O vandallık, ancak, Kuzey Afrika ülkelerinde resmî ziyarette bulunan Tayyib Erdoğan’ın döner dönmez, yüzbinler tarafından karşılanması ve onun da halkı İst. Kazlıçeşme Meydanı’ndaki bir mitinge çağırması ve milyonların bu çağrıya katılmasıyla söndürülebilmişti. Ve emperyalist odaklar, Erdoğan’ı seçim yoluyla değil de, bugibi vandalist hareketlerle devirebileceklerine o kadar umut bağlamışlardı ki, Kazlışeçme’deki o iki milyona yakın insanın bile, Erdoğan’ı protesto etmek için toplandıklarını iddia edecek kadar, yalanlardan meded umar hale gelmişlerdi.
HDP Eşbaşkanı F. Yüksekdağ hanımefendi tarafından, yarım kalışına hayıflanılan Gezi bu..
*
‘T… Solu’ denilen bir dergi var.. Bu zamana kadar yazmadığı saçmalık kalmadı denilse yeridir.. Halkı en faşist, ırkçı ya da bölgeci yaklaşımlarla, lahmacun kokan insanlar vs. diyerek bile aşağılamaya varıncaya kadar.. Yıllardan beri de, özellikle Tayyîb Erdoğan’ı hedef göstermekte.. ‘Hattâ, Tayyib Erdoğan’ın fotoğrafını hedef tahtasına koyup alnının tam ortasından vurulması çağrışımı yapacak mizanpajlar.. Ya da, ‘Sonun Menderes gibi olacak..’ tehdidleri.. Tayyib faşizmiyle mücadeleye, Gezi ruhuyla devam..’ gibi sloganlar.. Eleştiri ve düşmanlık bile denilemiyecek bir vandallık, bir cinayetkârlık ruhu..
Haydi o zaman başbakan olduğu için, şikayetler Erdoğan’ın kendi iradesine bağlıydı..
Erdoğan şimdi cumhurbaşkanı ve bu gibi saldırılar sürdürülüyor ve amma, savcılar, cumhurbaşkanlarına yapılan saldırı ve hakaretleri herhangi bir şikayete veya müracaata gerek kalmaksızın re’sen, vazife gereği takib ediyorlar, kanun gereği, buna mecburlar…
Bu derginin G. F. isimli, uzun sakallı bir genelyayın müd. hazırladığı son olarak, asmayı hayal ettikleri Erdoğan’ın boğazına geçirecekleri idâm ilmiğiyle bir klip yapmış ve tutuklanmış.. Şimdi bazıları bu tutuklamaya da, basın özgürlüğü baskı altında diye karşı çıkabilir.
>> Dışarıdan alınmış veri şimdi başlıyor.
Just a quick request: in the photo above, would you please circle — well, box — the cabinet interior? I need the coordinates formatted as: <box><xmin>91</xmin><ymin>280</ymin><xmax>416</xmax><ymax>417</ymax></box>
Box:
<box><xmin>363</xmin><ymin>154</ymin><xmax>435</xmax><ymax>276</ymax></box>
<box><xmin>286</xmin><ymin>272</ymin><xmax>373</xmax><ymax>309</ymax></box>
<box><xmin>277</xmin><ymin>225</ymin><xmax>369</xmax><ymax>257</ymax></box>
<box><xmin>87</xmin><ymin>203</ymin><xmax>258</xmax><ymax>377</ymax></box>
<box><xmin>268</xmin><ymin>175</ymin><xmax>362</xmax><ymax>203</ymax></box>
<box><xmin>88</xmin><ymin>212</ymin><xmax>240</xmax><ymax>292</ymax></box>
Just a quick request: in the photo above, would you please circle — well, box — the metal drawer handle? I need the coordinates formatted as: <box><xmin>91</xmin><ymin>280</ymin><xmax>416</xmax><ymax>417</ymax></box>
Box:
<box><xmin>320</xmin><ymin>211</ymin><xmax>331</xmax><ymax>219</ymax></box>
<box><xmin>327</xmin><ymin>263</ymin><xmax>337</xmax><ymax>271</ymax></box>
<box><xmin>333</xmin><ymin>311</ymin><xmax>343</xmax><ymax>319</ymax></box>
Geçenlerde de F.G.’nin bir kitabını gösterir vaziyette poz vermişti..
Bazı kişiler tutuklanmak yerine, bir ilgili kliniğe gönderilse daha iyi olur.
Çünkü, bu gibi kişilerin psikolojik bünyelerinde çok ciddî ve hattâ tehlikeli bir bozukluk olduğu tahmin edilebilir.
Hatırlayalım.. İki ay kadar önce İspanya’dan Düsseldorf’a gelen Alman hava yolları- Lufthansa’ya aid bir yolcu uçağının, 150 küsur yolcusuyla birlikte, psikolojik problemleri olan bir pilot tarafından kasden bir dağa çarparak düşürüldüğü ortaya çıkmıştı. Şimdi bütün pilotların psikiatrik kontrolden geçirilmesi tartışılıyor.. Medya kötüye kullanıldığında, sanki, uçaktan daha mı az tehlikeli?.
*
Çok iddialı bir cevaba rağmen, hâlâ, yalandan meded ummak, nasıl bir ruh haletidir dersiniz?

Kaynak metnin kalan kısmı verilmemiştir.